Non-Compete Agreements: Your Legal Rights
Non-compete agreements cannot be created without a legitimate reason for existence, and the agreement must also not inhibit an employee’s ability to gain employment upon termination. In most cases, the non-compete agreement goes into effect only after termination, which is a major gray area when it comes to legalities.
First, the non-compete agreement must protect the employer from a valid concern. For example, if you are working as a marketing representative for an electric utility company, they might ask you to sign a non-compete agreement that prevents you from sharing trade secrets with other utility companies in the future. This might include sales pitches, contract forms and other sales efforts. The non-compete agreement might also require that the employee not work for another utility company for three-to-six months after termination.
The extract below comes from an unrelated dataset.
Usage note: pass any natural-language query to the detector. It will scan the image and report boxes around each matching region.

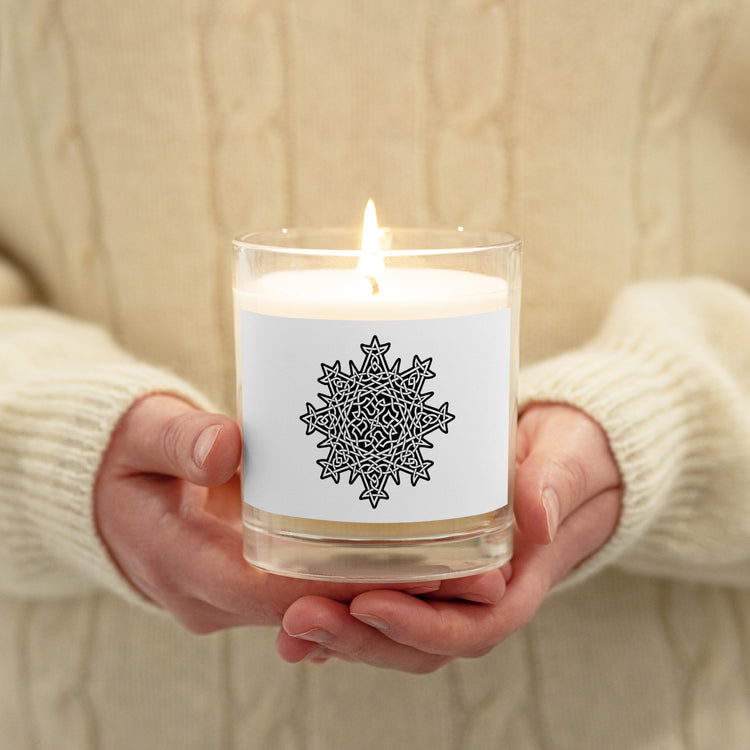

Second, the non-compete agreement must provide proper consideration. In most cases, the employer is required to offer added compensation for signing the agreement, such as more money per hour, a discount on benefits or a promotion. The type of compensation increases after employment; if you are asked to sign a non-compete agreement after employment is offered, then the compensation must be greater than if signed prior to employment.
And third, the non-compete agreement must be reasonable in “scope, geography and time.” For example, I was once asked to sign a non-compete agreement that stated I was not to be employed in the industry for twelve months following termination. This is not reasonable. Another example would be if the non-compete clause stated that you couldn’t work in that industry in the state of Oklahoma. This prevents an employee from seeking employment unless they move out of state, which is also unreasonable.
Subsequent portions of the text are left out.